La idea detrás de esta concurrencia de los miembros de tales organizaciones políticas a las urnas es que estos expresen sus preferencias a propósito de quienes habrán de representarlos en los comicios venideros. La verdad, no obstante, es que, como hemos anotado ya en estas páginas, en la enorme mayoría de los casos, lo que se ha producido es solo una especie de ritual confirmatorio de los que las dirigencias ya habían establecido. La profusión de listas únicas es una nítida señal de que la conformación de las planchas presidenciales y las nóminas de postulantes al Parlamento se han confeccionado entre unos pocos dirigentes y a puerta cerrada. Digamos que, a diferencia de la democracia doméstica que promete la fórmula un militante, un voto, con honrosas excepciones, aquí lo que hemos tenido es un mecanismo que podríamos denominar: un dirigente, un voto…
Solo dos partidos, Renovación Popular y el Partido Aprista Peruano, consultaron directamente a sus afiliados.

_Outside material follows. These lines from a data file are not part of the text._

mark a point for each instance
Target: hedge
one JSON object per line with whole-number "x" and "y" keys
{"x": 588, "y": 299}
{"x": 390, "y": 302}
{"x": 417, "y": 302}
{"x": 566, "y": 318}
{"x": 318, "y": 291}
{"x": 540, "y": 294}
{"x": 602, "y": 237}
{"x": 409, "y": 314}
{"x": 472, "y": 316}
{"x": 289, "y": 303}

Y en el caso del primero de ellos, la consulta tenía un resultado inexorable, pues Rafael López Aliaga era el único candidato. En los predios del Apra, en cambio, compitieron 14 opciones y la ganadora –la encabezada por Enrique Valderrama– se impuso sobre otras en las que iban figuras tradicionales del partido, lo que habla bien de la compulsa, en ese sentido, la votación de los militantes de ambos partidos es algo positivo que se debe destacar.
Mención aparte merece el caso de Acción Popular, donde se eligió a delegados que este domingo deberán, a su vez, elegir entre seis planchas presidenciales, pero se auscultó también, de manera no vinculante, la opinión de los militantes sobre cuál debería ser la fórmula idónea que los represente. Falta ver cómo se refleja eso en la votación de este fin de semana. Mientras tanto, el calendario electoral avanza, pero la democracia interna no tanto.